Il Brent, il benchmark internazionale del petrolio, è balzato fino al 5,2% nei primi scambi in Asia, prima di stabilizzarsi con un rialzo del 3,8% a 87,83 dollari. Il WTI, il suo omologo statunitense, è cresciuto del 4% a 86,07 dollari.

I balzi hanno ravvivato i timori di un altro periodo prolungato di prezzi elevati che alimenterebbe l’inflazione in molte parti del mondo. I tagli all’offerta da parte dei principali produttori, Arabia Saudita e Russia, avevano spinto il Brent sopra i 97 dollari al barile alla fine di settembre, prima che i prezzi crollassero dell’11% la scorsa settimana a causa delle preoccupazioni per il rallentamento della crescita globale.

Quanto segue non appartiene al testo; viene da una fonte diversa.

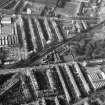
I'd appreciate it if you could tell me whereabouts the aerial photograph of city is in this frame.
[0,0,105,105]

I futures del WTI e del Brent sono crollati questo mese – scendendo di circa 10 dollari al barile prima dell’attacco a Israele – poiché le preoccupazioni per gli alti tassi di interesse e il rallentamento della crescita hanno offuscato le prospettive della domanda. Questi timori hanno messo in ombra l’atteggiamento rialzista che ha innescato un forte rally nel terzo trimestre, quando i saldi fisici si sono inaspriti a causa dei prolungati tagli alla produzione di greggio guidati dall’Arabia Saudita.

Israele non è un produttore di petrolio, ma si teme che il conflitto possa innescare una maggiore incertezza nella regione e portare a un’applicazione più severa delle sanzioni sul petrolio iraniano, il cui ministero degli Esteri ha sostenuto le azioni di Hamas come atto di autodifesa.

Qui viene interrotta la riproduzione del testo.